Why are there so many Tokenization methods in HF Transformers?


Chapters

0:0 Intro
0:58 Tokenization
2:40 Building a Tokenizer
3:37 Tensors
11:10 Batch Encode
15:13 Tokenizer

Transcript

Hi and welcome to the video. Today we're going to have a look at all of the different tokenization methods or a few of them at least in Hugging Face Transformers. Now I'm sure a few of you are asking tokenization is pretty straightforward and I believe this as well. So why are there so many tokenization methods?

So on the screen right now you can see we have these five different methods. Now in reality each of these actually does do something different but all of them are simply to produce token IDs. Now for those of you that are new to tokenization and maybe Transformers we'll just quickly have a look at the very basics of a tokenizer or the very basics for understanding what each of these methods actually does.

So tokenization in short is this. The process of going from what we have up here which is our original human readable text so hello world we also have this exclamation mark at the end there converting that original text into what we call tokens. Now tokens can be well they can be a few different things in this case what we see is tokens built from words so each token represents a word or a part of the syntax so the exclamation mark at the end.

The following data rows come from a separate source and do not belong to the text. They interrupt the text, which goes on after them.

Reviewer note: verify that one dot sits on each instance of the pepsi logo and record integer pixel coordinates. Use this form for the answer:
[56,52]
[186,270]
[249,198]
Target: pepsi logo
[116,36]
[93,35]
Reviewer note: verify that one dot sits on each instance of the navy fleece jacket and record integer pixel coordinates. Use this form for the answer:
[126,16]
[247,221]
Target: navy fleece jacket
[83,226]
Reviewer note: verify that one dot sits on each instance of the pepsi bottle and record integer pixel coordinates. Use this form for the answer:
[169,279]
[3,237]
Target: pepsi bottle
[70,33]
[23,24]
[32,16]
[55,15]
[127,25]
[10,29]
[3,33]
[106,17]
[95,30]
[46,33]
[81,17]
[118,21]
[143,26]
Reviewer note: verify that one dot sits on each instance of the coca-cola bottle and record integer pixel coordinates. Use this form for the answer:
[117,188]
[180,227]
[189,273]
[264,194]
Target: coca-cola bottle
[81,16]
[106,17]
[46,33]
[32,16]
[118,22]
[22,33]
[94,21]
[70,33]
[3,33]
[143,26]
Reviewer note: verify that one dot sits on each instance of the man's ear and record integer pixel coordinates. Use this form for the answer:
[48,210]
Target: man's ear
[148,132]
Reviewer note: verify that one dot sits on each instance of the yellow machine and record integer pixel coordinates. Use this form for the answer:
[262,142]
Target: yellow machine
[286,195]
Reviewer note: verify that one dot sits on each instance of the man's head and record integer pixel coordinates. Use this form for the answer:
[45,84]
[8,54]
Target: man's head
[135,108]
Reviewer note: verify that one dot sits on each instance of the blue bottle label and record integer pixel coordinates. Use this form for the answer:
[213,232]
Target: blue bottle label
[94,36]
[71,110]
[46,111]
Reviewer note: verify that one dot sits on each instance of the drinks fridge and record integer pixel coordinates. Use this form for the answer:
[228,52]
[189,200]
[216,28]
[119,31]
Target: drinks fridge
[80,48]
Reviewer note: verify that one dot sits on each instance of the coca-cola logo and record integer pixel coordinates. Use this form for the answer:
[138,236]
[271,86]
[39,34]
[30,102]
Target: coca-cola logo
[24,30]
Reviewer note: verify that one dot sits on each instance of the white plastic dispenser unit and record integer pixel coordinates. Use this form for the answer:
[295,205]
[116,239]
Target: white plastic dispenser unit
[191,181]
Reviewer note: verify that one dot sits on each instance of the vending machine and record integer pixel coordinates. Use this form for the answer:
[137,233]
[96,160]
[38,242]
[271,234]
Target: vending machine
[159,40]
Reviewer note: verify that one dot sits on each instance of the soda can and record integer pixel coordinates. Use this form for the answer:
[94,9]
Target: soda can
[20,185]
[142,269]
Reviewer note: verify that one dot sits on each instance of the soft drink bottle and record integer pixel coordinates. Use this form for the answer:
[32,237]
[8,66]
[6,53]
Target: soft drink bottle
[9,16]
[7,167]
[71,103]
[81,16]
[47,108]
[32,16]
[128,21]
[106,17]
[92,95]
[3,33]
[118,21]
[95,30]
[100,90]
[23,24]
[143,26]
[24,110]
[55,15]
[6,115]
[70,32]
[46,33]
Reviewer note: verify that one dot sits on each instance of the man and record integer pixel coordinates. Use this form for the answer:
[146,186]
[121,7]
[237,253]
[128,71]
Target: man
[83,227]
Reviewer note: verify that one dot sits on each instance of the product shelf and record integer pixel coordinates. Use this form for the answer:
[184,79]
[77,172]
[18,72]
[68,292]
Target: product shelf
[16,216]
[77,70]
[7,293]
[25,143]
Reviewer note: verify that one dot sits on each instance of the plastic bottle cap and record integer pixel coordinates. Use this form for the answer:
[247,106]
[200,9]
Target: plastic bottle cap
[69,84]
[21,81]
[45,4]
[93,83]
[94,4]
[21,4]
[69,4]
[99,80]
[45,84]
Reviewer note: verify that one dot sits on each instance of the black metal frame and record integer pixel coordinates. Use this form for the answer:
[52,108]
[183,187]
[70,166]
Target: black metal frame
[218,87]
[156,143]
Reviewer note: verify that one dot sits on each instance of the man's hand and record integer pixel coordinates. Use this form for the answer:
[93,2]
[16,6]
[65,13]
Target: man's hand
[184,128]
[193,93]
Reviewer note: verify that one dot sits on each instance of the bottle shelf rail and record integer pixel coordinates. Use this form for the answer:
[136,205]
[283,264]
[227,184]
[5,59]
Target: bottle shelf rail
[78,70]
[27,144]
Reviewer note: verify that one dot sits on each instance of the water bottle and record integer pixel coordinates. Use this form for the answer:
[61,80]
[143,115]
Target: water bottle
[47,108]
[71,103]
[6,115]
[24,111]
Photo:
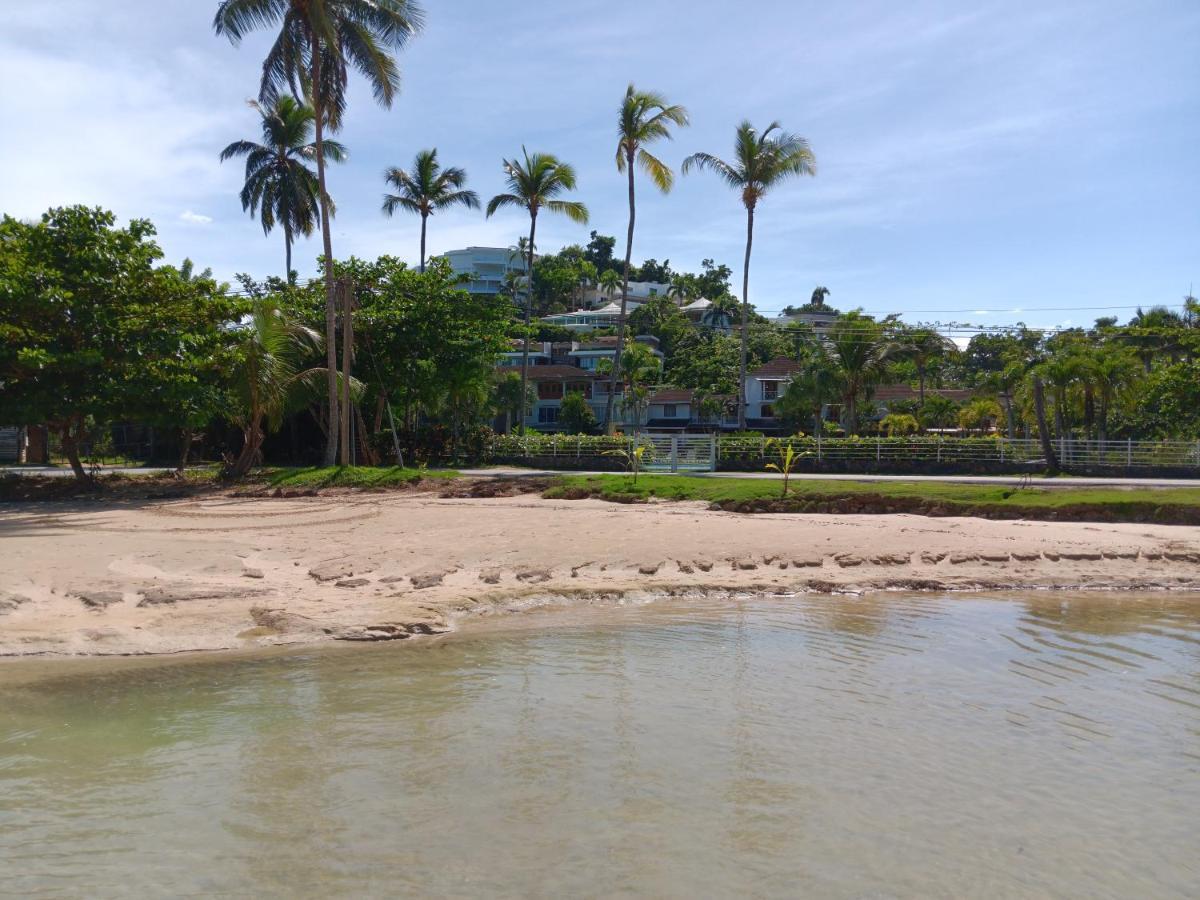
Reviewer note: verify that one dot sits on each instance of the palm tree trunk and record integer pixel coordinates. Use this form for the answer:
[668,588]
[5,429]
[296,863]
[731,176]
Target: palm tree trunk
[624,300]
[328,247]
[1039,408]
[745,323]
[347,355]
[525,351]
[424,219]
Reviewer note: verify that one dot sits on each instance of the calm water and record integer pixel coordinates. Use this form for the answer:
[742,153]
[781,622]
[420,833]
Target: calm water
[889,747]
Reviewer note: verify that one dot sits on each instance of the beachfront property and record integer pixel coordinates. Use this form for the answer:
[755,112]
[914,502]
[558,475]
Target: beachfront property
[486,267]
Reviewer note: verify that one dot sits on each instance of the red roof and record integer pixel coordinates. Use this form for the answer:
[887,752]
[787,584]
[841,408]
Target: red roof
[779,367]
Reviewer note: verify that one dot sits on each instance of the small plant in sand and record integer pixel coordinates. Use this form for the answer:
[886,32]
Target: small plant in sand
[633,457]
[787,457]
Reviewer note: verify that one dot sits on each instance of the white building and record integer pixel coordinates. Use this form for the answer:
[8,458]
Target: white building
[486,267]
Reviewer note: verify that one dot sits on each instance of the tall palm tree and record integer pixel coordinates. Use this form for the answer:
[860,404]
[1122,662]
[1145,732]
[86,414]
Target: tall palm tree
[318,42]
[761,162]
[921,346]
[534,184]
[861,351]
[645,117]
[280,187]
[427,189]
[271,349]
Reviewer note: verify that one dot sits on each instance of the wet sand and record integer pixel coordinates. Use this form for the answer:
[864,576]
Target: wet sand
[227,573]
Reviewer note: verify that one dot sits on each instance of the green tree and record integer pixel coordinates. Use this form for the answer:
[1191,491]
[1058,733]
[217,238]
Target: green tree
[534,184]
[761,162]
[91,333]
[426,189]
[645,118]
[280,187]
[270,377]
[861,349]
[575,414]
[317,43]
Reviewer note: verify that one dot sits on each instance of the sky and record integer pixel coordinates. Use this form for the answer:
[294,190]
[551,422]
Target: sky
[977,162]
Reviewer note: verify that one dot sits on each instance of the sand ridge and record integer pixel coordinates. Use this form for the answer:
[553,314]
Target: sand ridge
[226,573]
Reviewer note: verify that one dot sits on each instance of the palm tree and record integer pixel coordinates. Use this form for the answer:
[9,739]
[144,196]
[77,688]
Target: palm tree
[761,162]
[861,351]
[534,184]
[922,346]
[645,117]
[280,187]
[318,41]
[269,378]
[426,189]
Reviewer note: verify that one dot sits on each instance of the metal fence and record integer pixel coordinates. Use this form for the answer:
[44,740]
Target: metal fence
[735,451]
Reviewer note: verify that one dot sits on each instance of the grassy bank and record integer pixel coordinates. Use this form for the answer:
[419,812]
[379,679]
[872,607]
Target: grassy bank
[1104,504]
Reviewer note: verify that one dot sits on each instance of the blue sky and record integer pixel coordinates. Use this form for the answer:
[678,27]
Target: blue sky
[983,162]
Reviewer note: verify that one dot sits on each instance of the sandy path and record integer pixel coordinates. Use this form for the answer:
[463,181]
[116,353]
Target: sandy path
[94,579]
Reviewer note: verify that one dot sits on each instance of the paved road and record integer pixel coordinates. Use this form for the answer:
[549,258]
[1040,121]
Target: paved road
[1006,480]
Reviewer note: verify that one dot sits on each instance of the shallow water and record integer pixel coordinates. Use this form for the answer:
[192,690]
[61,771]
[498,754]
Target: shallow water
[835,747]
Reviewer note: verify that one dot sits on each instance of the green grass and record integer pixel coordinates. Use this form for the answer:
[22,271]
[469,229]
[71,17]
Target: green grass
[349,477]
[720,490]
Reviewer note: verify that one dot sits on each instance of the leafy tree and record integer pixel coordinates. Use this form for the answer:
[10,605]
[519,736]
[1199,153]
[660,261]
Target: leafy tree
[811,389]
[979,415]
[599,252]
[861,349]
[761,162]
[317,43]
[270,376]
[280,187]
[426,189]
[93,333]
[535,183]
[922,347]
[575,414]
[645,118]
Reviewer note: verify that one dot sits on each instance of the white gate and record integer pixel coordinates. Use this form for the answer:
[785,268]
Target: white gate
[678,453]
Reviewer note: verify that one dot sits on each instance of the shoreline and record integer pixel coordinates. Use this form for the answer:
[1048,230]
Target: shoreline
[228,574]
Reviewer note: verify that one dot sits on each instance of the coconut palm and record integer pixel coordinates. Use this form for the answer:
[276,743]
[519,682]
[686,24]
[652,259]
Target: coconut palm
[610,280]
[861,351]
[645,117]
[280,187]
[426,189]
[921,346]
[535,183]
[271,349]
[761,162]
[317,43]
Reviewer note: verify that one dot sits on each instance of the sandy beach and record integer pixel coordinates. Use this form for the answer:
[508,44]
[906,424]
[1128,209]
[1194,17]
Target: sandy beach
[237,573]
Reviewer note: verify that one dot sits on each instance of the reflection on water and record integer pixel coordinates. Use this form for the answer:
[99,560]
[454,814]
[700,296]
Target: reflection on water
[874,745]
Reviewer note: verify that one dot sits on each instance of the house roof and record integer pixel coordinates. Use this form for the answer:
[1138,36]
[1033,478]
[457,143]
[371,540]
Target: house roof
[903,391]
[780,367]
[673,395]
[552,373]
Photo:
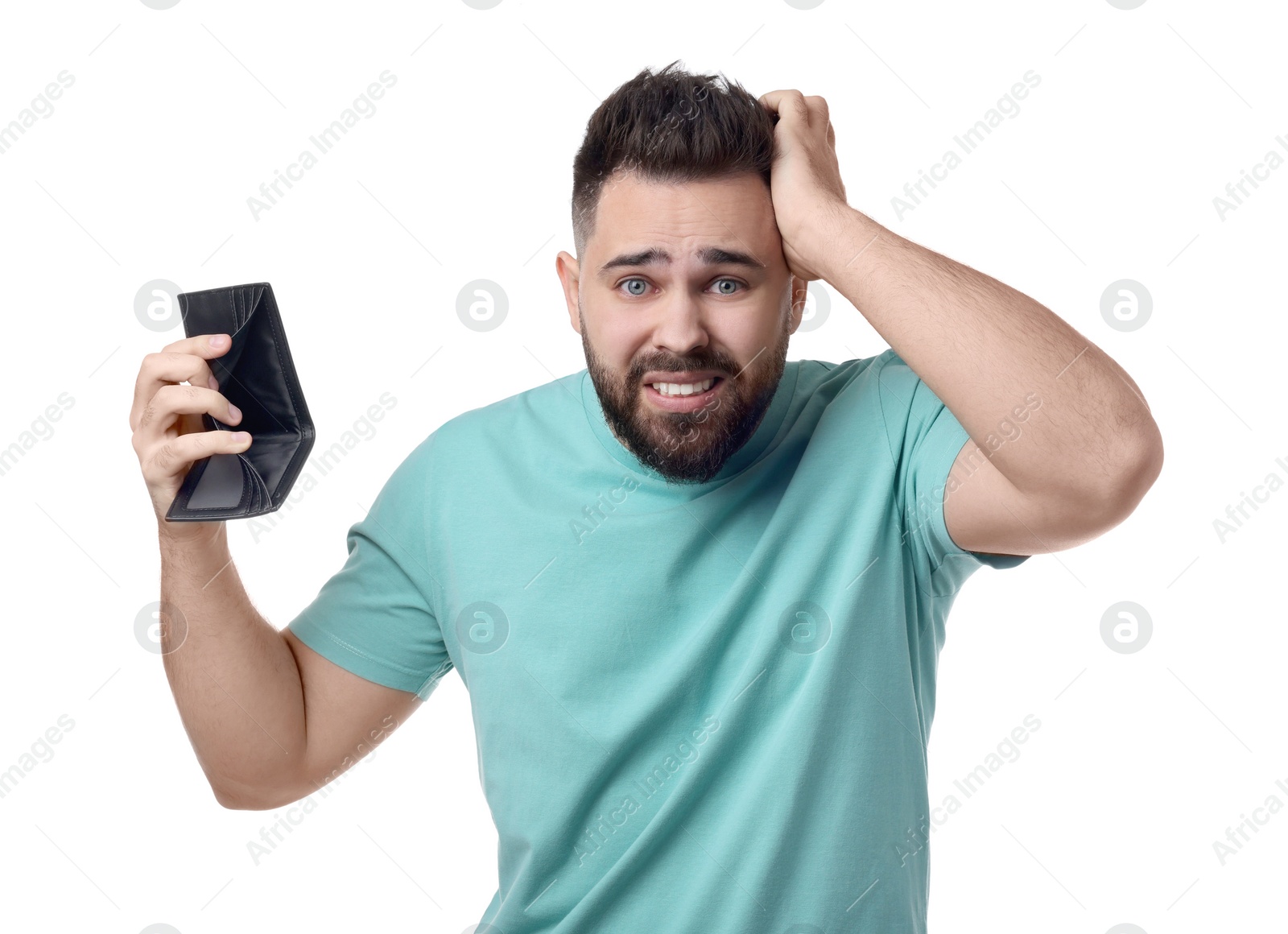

Now depending on what sort of tokenizer you're using you can build tokens from completely different things so you can build tokenizers from the bytes within the text you can do word piece encoding so in this case there's no good examples but say maybe we had the word something okay we can easily split this into I think probably three different word pieces so we have some and then we have ing at the end that's a common part of a word so that would be a word piece in itself and then we'd also have thing in the middle there.

So we can tokenize it doesn't have to be a single word for each token it can be a whole host of different things and then we go from those tokens to the token ids which we see at the bottom so in this case hello is being translated to seven five nine two the the integer and then we have word and also the exclamation mark as well.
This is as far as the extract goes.